If the developer prevails, the court must order the license holder to provide sufficient quantities of covered product on commercially reasonable, market-based terms "without delay" and award "reasonable" attorneys' fees and costs to the developer. The court also must award a monetary amount if it finds that the license holder delayed providing samples to the developer "without a legitimate business justification" or failed to comply with a court order to provide samples. The monetary amount awarded to the developer must be "sufficient to deter the license holder from failing to provide eligible product developers with sufficient quantities of a covered product on commercially reasonable, market-based terms," not to exceed the revenue earned for the covered product during the period beginning at the end of the 31-day period described above and ending on the date when the developer receives sufficient quantities of the covered product. The court may issue an order to provide samples before conducting further proceedings to determine whether the developer is entitled to fees, costs, and a monetary amount or the amount of such rewards.
Limitation of Liability
Section 610 shields a license holder from liability for a developer's failure to follow adequate safeguards to assure safe use of the covered product during development or testing activities described in section 610 (including the developer's transportation, handling, use, or disposal of the covered product).
Amendments to Law on Single, Shared REMS
Section 610 also amends the prior presumptive requirement under the FDCA that an RLD and any generic drug be subject to a single, shared system of REMS with ETASU absent an FDA waiver. FDA previously published two draft guidance documents on shared REMS and waivers.4
Now, under the FDCA as amended by section 610, an applicant submitting an abbreviated new drug application ("ANDA") generally may use either a single, shared REMS with the RLD holder or a "different, comparable aspect" of the ETASU. FDA may require a single, shared REMS if it determines that "no different, comparable aspect of the [ETASU] could satisfy the [ETASU] requirements," however. The statute defines "different, comparable aspect" to mean that the REMS "uses different methods or operational means.. but achieves the same level of safety." Under amended section 505-1, FDA may require modification of an innovator's REMS to accommodate "different, comparable aspects" of the ETASU for the generic drug.

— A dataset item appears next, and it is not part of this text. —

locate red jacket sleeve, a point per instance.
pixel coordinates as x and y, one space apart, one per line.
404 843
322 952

License holders should consider adopting procedures and taking other steps to ensure responses to requests for samples within the short timelines established by section 610. Potential next steps include the following:
- Proactively identify on a company website contact information for a named corporate officer for receipt of sample requests via registered mail. Although not required, this step could help expedite processing of at least some requests.

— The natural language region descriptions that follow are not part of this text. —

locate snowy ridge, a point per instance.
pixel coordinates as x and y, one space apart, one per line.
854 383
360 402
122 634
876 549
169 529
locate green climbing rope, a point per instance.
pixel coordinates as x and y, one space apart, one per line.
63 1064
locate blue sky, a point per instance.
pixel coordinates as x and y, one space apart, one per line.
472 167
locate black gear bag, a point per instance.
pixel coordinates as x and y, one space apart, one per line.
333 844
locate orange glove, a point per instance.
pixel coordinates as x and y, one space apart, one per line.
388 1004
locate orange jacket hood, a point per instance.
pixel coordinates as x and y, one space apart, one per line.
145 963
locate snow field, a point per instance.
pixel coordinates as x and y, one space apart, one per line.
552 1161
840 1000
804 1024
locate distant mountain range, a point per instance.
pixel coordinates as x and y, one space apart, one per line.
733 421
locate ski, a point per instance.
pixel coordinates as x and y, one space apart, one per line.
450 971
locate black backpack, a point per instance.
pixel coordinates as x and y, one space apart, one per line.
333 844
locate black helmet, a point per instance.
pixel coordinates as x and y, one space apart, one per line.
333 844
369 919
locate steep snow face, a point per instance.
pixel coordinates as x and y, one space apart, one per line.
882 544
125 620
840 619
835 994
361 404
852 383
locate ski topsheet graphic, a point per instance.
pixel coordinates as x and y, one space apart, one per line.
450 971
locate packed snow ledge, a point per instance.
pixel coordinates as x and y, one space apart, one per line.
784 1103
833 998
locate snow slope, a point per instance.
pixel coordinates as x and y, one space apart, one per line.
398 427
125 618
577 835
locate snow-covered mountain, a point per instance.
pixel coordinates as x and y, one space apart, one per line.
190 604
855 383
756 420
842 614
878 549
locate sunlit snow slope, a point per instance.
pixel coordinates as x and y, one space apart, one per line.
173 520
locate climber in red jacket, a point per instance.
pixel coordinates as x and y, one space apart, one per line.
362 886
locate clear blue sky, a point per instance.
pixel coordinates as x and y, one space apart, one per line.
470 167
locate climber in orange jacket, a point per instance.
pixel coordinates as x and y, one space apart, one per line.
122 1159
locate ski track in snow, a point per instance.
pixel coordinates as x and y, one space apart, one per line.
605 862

- Establish internal procedures for identifying a request; channeling request to appropriate team; and reviewing and responding to request in a timely manner.
- Create template agreement that includes "commercially reasonable, market-based terms" to enable quick responses to samples requests.
- Conduct trainings on new statutory obligations (and penalties) under section 610 and ensure that named corporate officers are aware that they may receive these requests and the company will need to act quickly if so.